For trihalomethanes (disinfection byproducts), the MCLG for chloroform is zero (it's a probable carcinogen). The MCL is 80 ppb. A CCR that says your THM level is 60 ppb and "meets MCL" is telling you the legal limit is satisfied. It is not telling you the health-based goal is met.
When you read a CCR, look at the MCLG column, not just the MCL column. The MCLG tells you what the EPA considers truly safe. The MCL tells you what's legally required.
What the Report Doesn't Tell You
Your household level. The CCR reports system averages and the highest detected level across the system. Your tap may be higher or lower than the system average, depending on your home's plumbing, your proximity to the water main, and your service line material.
Private well data. If you're on a private well, there is no CCR for your water. You are responsible for your own testing.
Unregulated contaminants. PFAS was not regulated until 2024. Before that, it didn't appear in CCRs even if it was present. There are other contaminants — some emerging, some simply not yet regulated — that may be in your water and won't appear in any CCR.
What happened last week. The CCR covers the previous calendar year. A contamination event that happened after the reporting period won't appear until next year's report.
How to Use the Report Effectively
Read the MCLG column, not just the MCL column. If the MCLG is zero and the detected level is above zero, you have a contaminant present that the EPA considers to have no safe level.
Look for footnotes. CCRs often include footnotes explaining why certain results are listed as "meets MCL" despite being above zero. These footnotes sometimes contain important context.
Use the report as a starting point, not an endpoint. The CCR tells you what the utility found in its system-wide testing. It doesn't tell you what's coming out of your specific tap. If the CCR shows any detected lead, any detected PFAS, or any detected disinfection byproducts, consider household-level testing or filtration. For a town-by-town breakdown of what to look for, see our Connecticut water quality guide.
Ready to check your own water? Enter your ZIP code at CheckYourTap.com to see what's in your tap water — free, in 30 seconds.
And if you're on a private well — the CCR is irrelevant to you.
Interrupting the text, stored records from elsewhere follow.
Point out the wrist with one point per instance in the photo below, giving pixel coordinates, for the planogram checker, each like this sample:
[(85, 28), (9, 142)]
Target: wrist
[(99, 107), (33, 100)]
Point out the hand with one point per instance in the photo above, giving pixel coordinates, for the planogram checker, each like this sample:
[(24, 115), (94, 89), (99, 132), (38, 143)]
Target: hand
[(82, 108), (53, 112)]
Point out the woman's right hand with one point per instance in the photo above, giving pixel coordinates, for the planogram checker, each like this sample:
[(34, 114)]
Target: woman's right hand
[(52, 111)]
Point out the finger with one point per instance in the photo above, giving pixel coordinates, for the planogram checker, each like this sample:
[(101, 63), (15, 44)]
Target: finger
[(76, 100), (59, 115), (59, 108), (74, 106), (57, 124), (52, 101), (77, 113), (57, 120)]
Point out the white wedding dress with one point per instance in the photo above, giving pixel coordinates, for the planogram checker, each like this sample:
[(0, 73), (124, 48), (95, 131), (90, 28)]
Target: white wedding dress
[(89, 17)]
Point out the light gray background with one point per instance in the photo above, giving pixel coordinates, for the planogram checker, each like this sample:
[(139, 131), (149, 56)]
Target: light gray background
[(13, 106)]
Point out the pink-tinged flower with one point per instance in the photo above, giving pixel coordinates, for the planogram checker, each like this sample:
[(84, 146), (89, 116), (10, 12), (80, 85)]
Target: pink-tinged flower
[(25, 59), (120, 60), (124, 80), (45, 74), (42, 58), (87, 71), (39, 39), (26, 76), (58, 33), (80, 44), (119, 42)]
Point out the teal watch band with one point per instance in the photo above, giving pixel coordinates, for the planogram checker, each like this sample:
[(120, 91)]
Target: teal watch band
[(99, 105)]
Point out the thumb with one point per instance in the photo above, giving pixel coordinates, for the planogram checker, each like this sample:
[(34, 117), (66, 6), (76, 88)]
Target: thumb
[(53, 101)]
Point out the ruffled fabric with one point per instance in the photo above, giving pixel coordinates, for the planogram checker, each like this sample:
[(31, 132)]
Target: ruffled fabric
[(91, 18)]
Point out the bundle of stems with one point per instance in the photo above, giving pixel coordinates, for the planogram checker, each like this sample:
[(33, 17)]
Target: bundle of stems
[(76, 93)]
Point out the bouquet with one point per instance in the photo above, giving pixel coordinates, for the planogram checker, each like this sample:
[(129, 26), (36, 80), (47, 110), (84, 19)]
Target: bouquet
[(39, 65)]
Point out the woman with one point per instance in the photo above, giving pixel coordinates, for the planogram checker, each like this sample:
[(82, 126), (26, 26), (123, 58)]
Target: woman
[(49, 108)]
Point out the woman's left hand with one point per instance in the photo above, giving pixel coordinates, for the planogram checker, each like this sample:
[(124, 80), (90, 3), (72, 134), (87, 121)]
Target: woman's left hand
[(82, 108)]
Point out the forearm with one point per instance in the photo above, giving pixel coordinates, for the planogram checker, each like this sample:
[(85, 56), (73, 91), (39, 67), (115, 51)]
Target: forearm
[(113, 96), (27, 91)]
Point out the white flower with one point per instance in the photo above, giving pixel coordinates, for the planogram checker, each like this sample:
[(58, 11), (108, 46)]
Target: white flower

Test your own water.
Keep Reading
- A Practical Guide to Water Quality in Connecticut's Major Towns — What's Actually in the Water Where You Live
- Boiling Your Water Removes Some Things and Concentrates Others. Know the Difference Before You Boil.
- The Water Test Your Bank Required Doesn't Test for What's Actually Dangerous
Frequently Asked Questions
What is the difference between MCL and MCLG in a water report?
The MCL (Maximum Contaminant Level) is the legal limit — the highest level allowed by law. The MCLG (Maximum Contaminant Level Goal) is the health-based target where no known health risk exists. For lead, the MCL is 15 ppb but the MCLG is zero. Always check the MCLG column to understand actual health risk.
Does "ND" on a water report mean my water is clean?
No. "ND" means "not detected" — the contaminant wasn't found above the test's detection limit. It may still be present at lower concentrations. This is especially important for PFAS, where the EPA's new limits (4-10 parts per trillion) are below what many older tests could detect.
Does my water quality report show what's actually in my tap?
Not exactly. The CCR reports system-wide averages and the highest detected levels across the utility. Your individual tap may be higher or lower depending on your home's plumbing, service line material, and proximity to the water main. If you're on a private well, there is no CCR for your water at all.